La normativa estatal (RD 390/2021) estipula que solo técnicos competentes con titulación habilitante pueden emitir este documento. En el caso de Abades, trabajamos con arquitectos, aparejadores e ingenieros colegiados que conocen perfectamente el parque inmobiliario de Segovia. El técnico es el responsable de realizar la inspección al inmueble, medir las estancias, comprobar la orientación, analizar los sistemas de calefacción (muy relevantes en la zona D3) y proponer medidas de mejora realistas. Elegir un técnico que opere habitualmente en la provincia garantiza un conocimiento profundo de las soluciones constructivas típicas de la cometida rural castellana, asegurando una calificación precisa y profesional.
Abades cuenta con un parque inmobiliario de aproximadamente 543 unidades, donde predominan las viviendas unifamiliares de arquitectura tradicional y algunas construcciones más recientes. Debido a la edad media de muchas edificaciones, construidas mayoritariamente antes de la entrada en vigor del CTE de 2006, la calificación energética más habitual oscila entre la E y la G. Esto se debe principalmente a la falta de aislamiento térmico en muros y a la presencia de calderas de gasoil o sistemas eléctricos antiguos. En la zona climática D3, donde la demanda de calefacción es alta, las mejoras que más impacto tienen en la letra del certificado son el trasdosado de fachadas, el cambio de ventanas por modelos con rotura de puente térmico y la instalación de sistemas de aerotermia o biomasa, que pueden elevar la calificación hasta una C o B en rehabilitaciones integrales.
El marco normativo principal es el Real Decreto 390/2021 a nivel nacional, pero la gestión administrativa depende directamente de la Junta de Castilla y León. El organismo encargado es el Ente Regional de la Energía (EREN), que gestiona el registro CEREN. En esta comunidad, la presentación del certificado conlleva el pago de una tasa pública que actualmente se sitúa en torno a los 29,10 euros para viviendas unifamiliares o pisos.
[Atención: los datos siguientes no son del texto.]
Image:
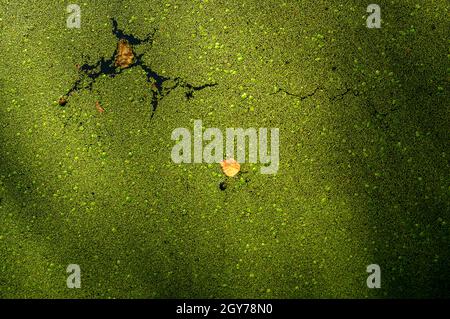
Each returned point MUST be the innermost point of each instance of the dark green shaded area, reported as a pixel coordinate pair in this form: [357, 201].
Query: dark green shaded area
[364, 155]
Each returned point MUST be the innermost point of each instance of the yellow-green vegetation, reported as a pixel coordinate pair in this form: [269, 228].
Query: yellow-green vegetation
[364, 173]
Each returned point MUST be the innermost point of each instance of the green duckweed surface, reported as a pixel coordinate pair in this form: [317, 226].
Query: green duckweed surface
[364, 177]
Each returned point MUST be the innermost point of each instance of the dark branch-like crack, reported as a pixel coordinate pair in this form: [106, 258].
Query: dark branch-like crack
[301, 97]
[160, 86]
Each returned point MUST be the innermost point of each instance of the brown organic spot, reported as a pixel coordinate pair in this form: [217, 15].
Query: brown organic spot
[125, 55]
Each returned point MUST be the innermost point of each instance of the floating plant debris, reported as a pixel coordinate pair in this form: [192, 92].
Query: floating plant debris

Una vez registrado, se emite la etiqueta energética oficial, que tiene una validez de 10 años, salvo que la calificación sea G, en cuyo caso la validez se reduce a 5 años. Es fundamental que el registro se realice correctamente, ya que el número de registro es un dato obligatorio para formalizar cualquier contrato de compraventa o alquiler ante notario o en el depósito de fianzas.
La Ley 8/2013 de rehabilitación, regeneración y renovación urbanas establece sanciones severas para quienes incumplan la obligación de disponer del certificado. En Abades, las inspecciones suelen derivar de denuncias de inquilinos o de la revisión de anuncios en portales como Idealista o Fotocasa. Las infracciones leves (como no mencionar la calificación en el anuncio) conllevan multas de 300€ a 600€. Las graves (vender o alquilar sin entregar el certificado) pueden alcanzar los 1.000€, mientras que las muy graves (falsear el resultado) llegan hasta los 6.000€. Además de la multa económica, la falta de este documento puede paralizar una venta en notaría o suponer la nulidad del contrato de alquiler, con el consiguiente perjuicio legal para el propietario.